Unsecured Lending to Banks

Although many populist bank critics are unhappy with the central bank lending to private banks via collateralised lending, doing so is just a way to keep financing flows circular. Under the assumption that the collateral is good quality, then it is not exactly “free money” for the banks — they need to have unencumbered good quality assets on their balance sheets in order to access this funding. If they run out of those good quality assets, they are going to be getting a visit from regulators in short order to put their enterprise out of its misery.

Things are different if no collateral (or dodgy collateral) is posted. In which case, it is a gift to the banks, and it raises a lot of questions. The central bank could easily do a terrible job regulating banks, and then lend money to said banks to cover up their lack of care. Although there is no real resource cost associated with this, the cash flows are effectively an income flow. Doing so creates the worst possible economic system: crony capitalism at the banks underwritten by the central government. Although fans of central planning might not be bothered by this situation, it is going to run into obvious political problems at the ballot box in most developed countries sooner or later.

Private Sector Bonds

The central bank could easily set up a bond fund and even if it is paying market wages, the cost would not be that large when compared to the cost of keeping hundreds of economics doctorates on the payroll. The problem with having a corporate bond portfolio is that it would end up being managed in exactly the same way as private sector bond funds (“best practices”).

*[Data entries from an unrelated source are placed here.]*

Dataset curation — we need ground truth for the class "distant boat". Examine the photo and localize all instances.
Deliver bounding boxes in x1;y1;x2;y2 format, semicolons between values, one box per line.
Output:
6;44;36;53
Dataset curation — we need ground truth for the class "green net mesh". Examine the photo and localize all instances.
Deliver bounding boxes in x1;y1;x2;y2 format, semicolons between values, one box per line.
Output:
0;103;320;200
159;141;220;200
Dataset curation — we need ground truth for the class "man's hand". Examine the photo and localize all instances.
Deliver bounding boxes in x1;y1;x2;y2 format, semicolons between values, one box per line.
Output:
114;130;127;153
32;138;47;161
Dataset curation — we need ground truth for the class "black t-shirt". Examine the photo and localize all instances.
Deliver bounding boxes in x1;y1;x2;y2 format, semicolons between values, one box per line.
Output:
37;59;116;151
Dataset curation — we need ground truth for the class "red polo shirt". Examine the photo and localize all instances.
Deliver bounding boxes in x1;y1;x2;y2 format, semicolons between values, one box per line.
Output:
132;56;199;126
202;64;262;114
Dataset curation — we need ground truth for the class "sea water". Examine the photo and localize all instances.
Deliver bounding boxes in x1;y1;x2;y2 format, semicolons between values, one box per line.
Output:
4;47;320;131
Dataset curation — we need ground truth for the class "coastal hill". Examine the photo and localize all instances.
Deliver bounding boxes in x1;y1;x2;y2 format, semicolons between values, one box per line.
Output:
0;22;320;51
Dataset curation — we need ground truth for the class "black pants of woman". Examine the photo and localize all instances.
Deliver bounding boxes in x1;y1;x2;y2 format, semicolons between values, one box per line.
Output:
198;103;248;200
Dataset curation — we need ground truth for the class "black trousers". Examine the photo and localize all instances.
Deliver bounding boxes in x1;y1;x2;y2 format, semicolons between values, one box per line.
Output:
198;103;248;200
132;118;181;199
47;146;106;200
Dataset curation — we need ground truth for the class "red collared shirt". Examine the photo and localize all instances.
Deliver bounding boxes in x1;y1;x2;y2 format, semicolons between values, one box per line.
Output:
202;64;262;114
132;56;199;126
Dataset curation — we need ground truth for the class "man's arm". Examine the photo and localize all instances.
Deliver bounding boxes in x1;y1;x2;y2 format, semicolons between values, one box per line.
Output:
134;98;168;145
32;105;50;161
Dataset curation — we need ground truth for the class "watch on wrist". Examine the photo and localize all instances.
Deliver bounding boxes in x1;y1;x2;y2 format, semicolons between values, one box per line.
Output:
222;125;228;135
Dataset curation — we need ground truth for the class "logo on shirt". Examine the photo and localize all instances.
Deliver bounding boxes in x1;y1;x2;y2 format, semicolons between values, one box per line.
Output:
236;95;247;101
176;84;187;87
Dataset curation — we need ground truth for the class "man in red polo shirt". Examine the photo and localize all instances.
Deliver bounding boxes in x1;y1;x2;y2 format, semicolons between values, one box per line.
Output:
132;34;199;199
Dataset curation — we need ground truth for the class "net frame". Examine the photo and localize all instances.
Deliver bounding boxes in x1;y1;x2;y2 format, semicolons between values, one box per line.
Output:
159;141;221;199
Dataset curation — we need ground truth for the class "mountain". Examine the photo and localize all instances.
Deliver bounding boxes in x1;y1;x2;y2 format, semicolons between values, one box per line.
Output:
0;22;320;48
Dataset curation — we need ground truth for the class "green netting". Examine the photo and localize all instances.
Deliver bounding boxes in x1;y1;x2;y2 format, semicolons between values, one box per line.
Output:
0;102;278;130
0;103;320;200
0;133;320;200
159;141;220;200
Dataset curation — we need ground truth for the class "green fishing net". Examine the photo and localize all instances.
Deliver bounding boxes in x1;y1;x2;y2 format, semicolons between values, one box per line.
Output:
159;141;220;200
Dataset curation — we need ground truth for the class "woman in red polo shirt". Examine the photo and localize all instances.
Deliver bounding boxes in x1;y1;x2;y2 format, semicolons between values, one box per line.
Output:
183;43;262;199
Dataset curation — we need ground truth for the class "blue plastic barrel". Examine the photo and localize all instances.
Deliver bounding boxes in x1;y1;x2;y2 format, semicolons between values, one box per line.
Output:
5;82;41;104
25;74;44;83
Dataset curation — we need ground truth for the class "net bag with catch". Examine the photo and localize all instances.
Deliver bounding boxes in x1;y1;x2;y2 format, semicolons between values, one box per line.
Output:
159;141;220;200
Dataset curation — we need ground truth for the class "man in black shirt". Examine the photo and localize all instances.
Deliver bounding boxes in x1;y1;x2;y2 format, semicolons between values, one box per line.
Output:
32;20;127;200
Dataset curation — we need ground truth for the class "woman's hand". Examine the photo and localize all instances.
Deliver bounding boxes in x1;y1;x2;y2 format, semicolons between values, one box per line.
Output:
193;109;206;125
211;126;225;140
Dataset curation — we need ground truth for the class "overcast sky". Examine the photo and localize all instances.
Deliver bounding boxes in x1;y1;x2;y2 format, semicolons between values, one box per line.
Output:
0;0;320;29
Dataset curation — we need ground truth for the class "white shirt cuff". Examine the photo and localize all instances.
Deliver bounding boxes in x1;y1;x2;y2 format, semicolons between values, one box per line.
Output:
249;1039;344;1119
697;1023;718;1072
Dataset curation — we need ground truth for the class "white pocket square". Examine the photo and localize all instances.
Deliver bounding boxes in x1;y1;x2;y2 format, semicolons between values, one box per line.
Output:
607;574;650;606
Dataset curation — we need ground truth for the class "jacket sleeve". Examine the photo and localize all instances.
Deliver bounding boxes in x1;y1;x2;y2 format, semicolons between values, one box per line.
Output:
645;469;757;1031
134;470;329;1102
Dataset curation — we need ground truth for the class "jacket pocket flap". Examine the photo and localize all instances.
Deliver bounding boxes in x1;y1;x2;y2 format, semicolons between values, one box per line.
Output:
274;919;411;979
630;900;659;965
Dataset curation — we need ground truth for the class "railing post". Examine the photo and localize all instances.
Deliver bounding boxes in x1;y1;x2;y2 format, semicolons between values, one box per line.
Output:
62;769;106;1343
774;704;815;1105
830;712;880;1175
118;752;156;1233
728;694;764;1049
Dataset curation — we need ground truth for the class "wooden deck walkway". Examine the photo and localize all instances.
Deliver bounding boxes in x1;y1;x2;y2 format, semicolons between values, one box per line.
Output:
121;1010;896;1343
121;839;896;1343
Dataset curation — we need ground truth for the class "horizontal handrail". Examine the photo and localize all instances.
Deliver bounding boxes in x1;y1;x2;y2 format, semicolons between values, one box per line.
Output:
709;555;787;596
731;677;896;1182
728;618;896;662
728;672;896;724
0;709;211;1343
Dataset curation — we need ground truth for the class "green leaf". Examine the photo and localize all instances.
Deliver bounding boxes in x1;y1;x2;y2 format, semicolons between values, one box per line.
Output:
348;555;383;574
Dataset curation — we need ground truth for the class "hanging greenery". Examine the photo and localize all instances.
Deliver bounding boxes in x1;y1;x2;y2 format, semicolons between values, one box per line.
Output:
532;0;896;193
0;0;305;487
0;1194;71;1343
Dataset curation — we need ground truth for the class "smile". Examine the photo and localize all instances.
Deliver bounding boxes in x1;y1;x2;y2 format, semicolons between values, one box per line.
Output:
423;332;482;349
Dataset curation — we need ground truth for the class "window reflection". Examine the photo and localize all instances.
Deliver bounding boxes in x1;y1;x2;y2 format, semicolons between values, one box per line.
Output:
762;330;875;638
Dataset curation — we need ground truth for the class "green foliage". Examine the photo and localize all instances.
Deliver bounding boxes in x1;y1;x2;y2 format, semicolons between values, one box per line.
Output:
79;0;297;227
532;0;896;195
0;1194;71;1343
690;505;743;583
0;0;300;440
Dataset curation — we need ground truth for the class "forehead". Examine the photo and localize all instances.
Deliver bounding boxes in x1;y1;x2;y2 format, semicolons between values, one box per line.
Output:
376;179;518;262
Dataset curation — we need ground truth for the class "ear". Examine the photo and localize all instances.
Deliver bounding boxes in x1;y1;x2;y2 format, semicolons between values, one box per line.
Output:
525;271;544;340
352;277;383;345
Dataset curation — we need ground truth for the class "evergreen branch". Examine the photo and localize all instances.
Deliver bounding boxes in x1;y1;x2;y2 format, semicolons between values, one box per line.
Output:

This means that when the corporate bond market blows itself up, we would have highly paid bond managers working for the central bank running down the halls demanding a bailout from their central bank coworkers. The role of the central bank around any large bankruptcy is going to be a political issue. For example, if one of Quebec’s “national champions” goes belly up ahead of an election, there would be a lot of politicians screaming for the heads of the central bankers in Ottawa that did not bail the firm out.

Direct Lending Programmes

Finally, the central bank could lend to non-financial entities. The problem is that unless the programme is restricted to large firms, this would greatly increase the need for credit risk management and assessment personnel. That is, the central bank would be acting even more like a private bank, instead of be a bank for a few selected clients (private banks, the central government).

The reality is that a loan is effectively an income transfer until the loan is paid back. Spending government money is the prerogative of the legislature, and I am in the camp that does not believe that this power should be handed over to unelected bureaucrats. To the extent that the central government is in the lending business (and they generally are), the rules and losses are the responsibility of the fiscal arm of the government.

Not everyone agrees with that stance, some people are attracted to the “financial engineering” of using the central bank. This might be necessary in the horror show of the Euro system, but it is unnecessary elsewhere. If a programme cannot attract the support of elected politicians, why fund it? Meanwhile, this would just turn central bankers into punching bags when the programme blows up.

Concluding Remarks

Unsecured lending by the central bank to the private sector is just a means of handing control of the public purse to unelected bureaucrats. Views on the advisability of this are largely a personal political stance.